Among the youngsters was noted artist Sanjay Bhattacharya. In 1978, when Sanjay was in his second year at Kolkata’s Government College of Art & Craft, he saw a study by artist Ganesh Pyne and remembers being mesmerised by it for days. He remembers it vividly. “In a blue colour wash work, he had shown a woman reading in the light of a table lamp. I was stunned by that work. It was a marvellous study. Those days the trend was that as you passed out [of college], you would leave behind a few works of yours for the students of subsequent batches. This was one of the works, Ganesh Pyne had left behind.”

His peers, gallerists and critics remember him as an extremely humble and shy person who excelled as an artist. “He was one of the most polite artists I have ever met. Very unassuming with no airs about himself but technically he was so sound. I have not seen anybody else make a ‘line’ the way he did,” adds Sanjay.

Eminent art critic and art writer Ella Datta concurs: “His drawings were so phenomenal. His lines were strong and sharp. He created angular figures with a lot of shadows through crosshatching.”

Datta says that the artist figures in a lot of significant collections in Delhi and Mumbai and abroad, notably in the Herwitz Collection owned by the American couple Chester and Davida Herwitz, who have built a major collection of modern Indian art. In the 1960s, she reveals, even the legendary violinist Yehudi Menuhin bought his work.

“Although Pyne was inspired by Gaganendranath and Abanindranath Tagore, he started his own visual vocabulary in the early 1960s. There was a change in his figuration from the naturalistic earlier paintings to the somewhat stylised angular form,” she adds.

One of the founding members of the Society of Contemporary Artists, he hardly held solo exhibitions and mostly showcased his work in group shows. Sanjay says that not every artist can sketch but “his preliminary works were so strong and flawless. Not many artists would exhibit their sketches or jottings but he had a number of exhibitions of such work. In those days when there was no concept of market, only two artists would sell — Ganesh Pyne and Bikash Bhattacharya.”

Though he began with water colours, Pyne moved to gouache and tempera, a medium which became his forte.

The melancholy, alienation and pain that underlined his art came from the communal riots of Calcutta that hit the city in 1946. The anguish and suffering of the tragedy that the artist experienced found an outlet on his canvas. “This entire sense of melancholy and pathos that you see seeping through all of his works is coming from the tragedy. It also made him the person he was, reticent and quiet,” says Kishore Singh, head of publication and exhibition at the Delhi Art Gallery (DAG). DAG has a sizeable Ganesh Pyne collection.

“I was very frustrated when I came out of art college.

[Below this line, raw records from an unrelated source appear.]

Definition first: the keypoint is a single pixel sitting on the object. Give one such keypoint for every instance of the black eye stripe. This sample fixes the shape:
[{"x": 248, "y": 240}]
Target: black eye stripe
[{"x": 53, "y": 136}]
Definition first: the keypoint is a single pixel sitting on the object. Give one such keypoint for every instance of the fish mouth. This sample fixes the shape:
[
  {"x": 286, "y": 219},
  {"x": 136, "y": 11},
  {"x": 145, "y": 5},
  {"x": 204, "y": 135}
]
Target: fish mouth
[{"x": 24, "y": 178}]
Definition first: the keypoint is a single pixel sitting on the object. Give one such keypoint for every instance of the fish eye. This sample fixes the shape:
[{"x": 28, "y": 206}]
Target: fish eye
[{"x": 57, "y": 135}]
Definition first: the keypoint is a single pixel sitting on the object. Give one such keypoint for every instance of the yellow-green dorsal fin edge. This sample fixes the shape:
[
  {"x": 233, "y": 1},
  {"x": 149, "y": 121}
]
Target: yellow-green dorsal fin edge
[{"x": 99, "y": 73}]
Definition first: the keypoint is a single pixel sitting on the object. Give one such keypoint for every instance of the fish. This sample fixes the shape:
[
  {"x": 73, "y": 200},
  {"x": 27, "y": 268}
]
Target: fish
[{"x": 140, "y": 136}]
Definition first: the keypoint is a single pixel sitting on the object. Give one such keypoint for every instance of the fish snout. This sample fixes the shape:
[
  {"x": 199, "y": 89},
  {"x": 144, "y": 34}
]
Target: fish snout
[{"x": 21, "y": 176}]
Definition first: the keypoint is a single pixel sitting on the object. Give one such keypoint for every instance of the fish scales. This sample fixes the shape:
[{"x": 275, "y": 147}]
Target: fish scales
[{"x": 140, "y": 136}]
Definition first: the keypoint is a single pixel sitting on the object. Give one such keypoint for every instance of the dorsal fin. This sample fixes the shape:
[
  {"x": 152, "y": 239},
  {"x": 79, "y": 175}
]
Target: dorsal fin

There was no market and I remember meeting Ganesh Pyne at an exhibition and he said, ‘The world will not allow you to paint but an artist has to paint.’ In fact, after he told me that, I went back to my art with full faith and came out with a show,” recalls Sanjay.

Art show

As a tribute to the artist, Vadehra Art Gallery is holding an exhibition of his works in New Delhi till March 30. The lines, the colours are not fading away anytime soon.